Despite these events, Putin has repeatedly claimed that Ukraine was the main benefactor of the fall of the Soviet Union. But this is far from the case. Ukraine paid dearly by the forceful integration of the Ukraine People’s Republic into the USSR. By the end of the millennium, only around 2 or 3 percent of the population had lives they were comfortable with. And more than half of Ukrainians could barely afford food. If anything, we could argue that it was Russia that was the main benefactor of these tremendous losses in Ukraine. In the words of the historian Dominic Lieven, “Without Ukraine’s population, industry and agriculture, early-20th-century Russia would have ceased to be a great power.”

By briefly looking at history, we see that Ukraine was greatly impoverished and wronged at the hands of Russia. Yet, Putin still aims to take hold of Ukraine.

Photo by Robert Anasch on Unsplash

Resistance Today

Fast forward a few decades and Ukraine still faces corruption and political unrest due to the instability the USSR left them. Upon Viktor Yanukovych’s removal as President of Ukraine in 2014, after the Maidan Revolution which claimed the lives of 121 citizens, Putin’s influence over Ukraine waned. Yanukovych was easy to manipulate due to his public proclivity for corruption. Putin took advantage of this and supported Yanukovych in 2004 and 2010 and ultimately granted him asylum in 2014.

Taking further advantage of the tumultuous state Ukraine was in, Russia annexed Crimea in 2014. The annexation of the Crimean peninsula had unexpected results, however. It drew much of Ukraine closer to the West. Donetsk and Luhansk became warzones with Russian-backed separatists destabilizing the regions.

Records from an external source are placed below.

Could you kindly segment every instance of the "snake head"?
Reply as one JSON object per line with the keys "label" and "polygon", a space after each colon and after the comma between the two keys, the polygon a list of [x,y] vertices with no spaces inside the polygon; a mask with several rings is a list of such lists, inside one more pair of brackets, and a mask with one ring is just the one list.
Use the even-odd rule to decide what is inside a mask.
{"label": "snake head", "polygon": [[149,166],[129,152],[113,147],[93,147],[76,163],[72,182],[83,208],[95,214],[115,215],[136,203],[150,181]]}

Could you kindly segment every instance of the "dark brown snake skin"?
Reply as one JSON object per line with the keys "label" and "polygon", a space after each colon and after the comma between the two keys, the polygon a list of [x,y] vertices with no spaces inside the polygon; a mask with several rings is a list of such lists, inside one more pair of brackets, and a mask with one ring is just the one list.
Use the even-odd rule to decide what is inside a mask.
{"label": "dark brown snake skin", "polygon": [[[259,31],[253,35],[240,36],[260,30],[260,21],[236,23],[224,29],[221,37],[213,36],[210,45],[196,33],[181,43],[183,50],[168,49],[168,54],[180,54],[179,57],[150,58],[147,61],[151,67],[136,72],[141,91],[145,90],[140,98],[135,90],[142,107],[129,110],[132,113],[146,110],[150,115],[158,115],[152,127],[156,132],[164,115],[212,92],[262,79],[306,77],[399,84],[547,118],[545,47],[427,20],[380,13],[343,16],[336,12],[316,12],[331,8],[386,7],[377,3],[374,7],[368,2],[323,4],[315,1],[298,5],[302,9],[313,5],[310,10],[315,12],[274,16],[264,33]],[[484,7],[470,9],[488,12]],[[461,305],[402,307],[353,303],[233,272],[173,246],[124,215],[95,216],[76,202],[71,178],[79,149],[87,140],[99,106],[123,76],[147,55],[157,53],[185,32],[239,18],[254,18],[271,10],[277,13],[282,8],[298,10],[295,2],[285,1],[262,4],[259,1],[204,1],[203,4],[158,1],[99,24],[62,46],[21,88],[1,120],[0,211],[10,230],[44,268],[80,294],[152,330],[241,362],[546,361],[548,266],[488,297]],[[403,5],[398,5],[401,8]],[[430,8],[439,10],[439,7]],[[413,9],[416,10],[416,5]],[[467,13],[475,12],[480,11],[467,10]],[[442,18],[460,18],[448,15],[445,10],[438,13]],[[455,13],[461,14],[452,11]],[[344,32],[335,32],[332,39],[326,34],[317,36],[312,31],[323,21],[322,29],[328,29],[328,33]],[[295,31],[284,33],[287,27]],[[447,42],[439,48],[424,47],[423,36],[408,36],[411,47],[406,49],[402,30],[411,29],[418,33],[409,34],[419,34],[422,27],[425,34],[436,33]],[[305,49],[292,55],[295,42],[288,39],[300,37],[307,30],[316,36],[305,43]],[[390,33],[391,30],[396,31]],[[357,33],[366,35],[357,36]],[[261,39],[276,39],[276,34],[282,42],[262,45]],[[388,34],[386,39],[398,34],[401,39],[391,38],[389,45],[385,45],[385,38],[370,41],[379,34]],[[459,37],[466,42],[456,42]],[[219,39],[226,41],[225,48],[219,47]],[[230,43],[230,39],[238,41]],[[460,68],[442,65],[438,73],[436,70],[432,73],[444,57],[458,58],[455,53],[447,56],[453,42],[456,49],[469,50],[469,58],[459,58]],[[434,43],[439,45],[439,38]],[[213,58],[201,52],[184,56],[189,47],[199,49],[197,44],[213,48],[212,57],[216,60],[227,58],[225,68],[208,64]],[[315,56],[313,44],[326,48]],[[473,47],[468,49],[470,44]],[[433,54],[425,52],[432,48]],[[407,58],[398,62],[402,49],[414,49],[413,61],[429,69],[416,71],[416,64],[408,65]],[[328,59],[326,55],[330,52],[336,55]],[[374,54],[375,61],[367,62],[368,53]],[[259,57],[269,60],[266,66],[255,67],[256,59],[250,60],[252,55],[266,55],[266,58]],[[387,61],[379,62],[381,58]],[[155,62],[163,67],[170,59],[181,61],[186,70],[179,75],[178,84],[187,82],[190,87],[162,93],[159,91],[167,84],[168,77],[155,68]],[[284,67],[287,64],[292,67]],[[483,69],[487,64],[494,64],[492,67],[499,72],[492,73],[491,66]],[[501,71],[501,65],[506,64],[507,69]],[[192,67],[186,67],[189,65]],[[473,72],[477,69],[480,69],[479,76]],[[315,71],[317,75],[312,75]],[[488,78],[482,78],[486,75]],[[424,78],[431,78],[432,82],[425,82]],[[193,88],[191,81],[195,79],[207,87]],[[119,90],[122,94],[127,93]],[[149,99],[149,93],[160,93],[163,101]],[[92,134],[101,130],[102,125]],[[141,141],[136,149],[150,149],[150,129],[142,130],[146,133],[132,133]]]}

The United Kingdom and the United States, among other world-leading economies, began investing large amounts into Ukraine’s military. Its forces were much stronger and better equipped than the military Russia faced in 2014. Putin knew this and after many years of consideration began amassing large swaths of troops on Ukraine’s border with Belarus and Russia. Finally, Putin ordered a full-scale invasion of Ukraine on February 24, 2022.

Since the invasion, any semblance of control has been difficult to establish. The Ukrainian army has trumped most of the world’s expectations — especially Putin’s. It is now increasingly apparent that Putin must come to terms with the fact that Ukraine will never belong to Russia.

Summary

From the time of the Kievan Rus until now, Ukraine had a tumultuous history. Many nationalities and ethnicities from the Khazars, Cossacks, Vikings, to the Mongols, Poles, and Lithuanians, to name but a few, all collided here. It is therefore very difficult to trace any coherent line between these nations, let alone make injunctions based on them that would justify annexing sovereign states. If we were to do so, we would have to question many of the borders in Europe — and, moreover, the world.

Ukraine’s recent history is riddled with injustices inflicted on it by Russia. Putin’s claims to Ukrainian lands are therefore not only unfounded but put to international attention Russia’s moral accountability to Ukraine and the necessity of paying significant reparations to Ukraine for its long history of aggression toward its people.

Both Stalin and Hitler sought to claim the breadbasket of Europe for themselves which resulted in the death of millions. Today, Putin is aiming to do the same. And it is now clear that Putin, too, must learn the hard way that Ukrainians value their sovereignty more than life itself.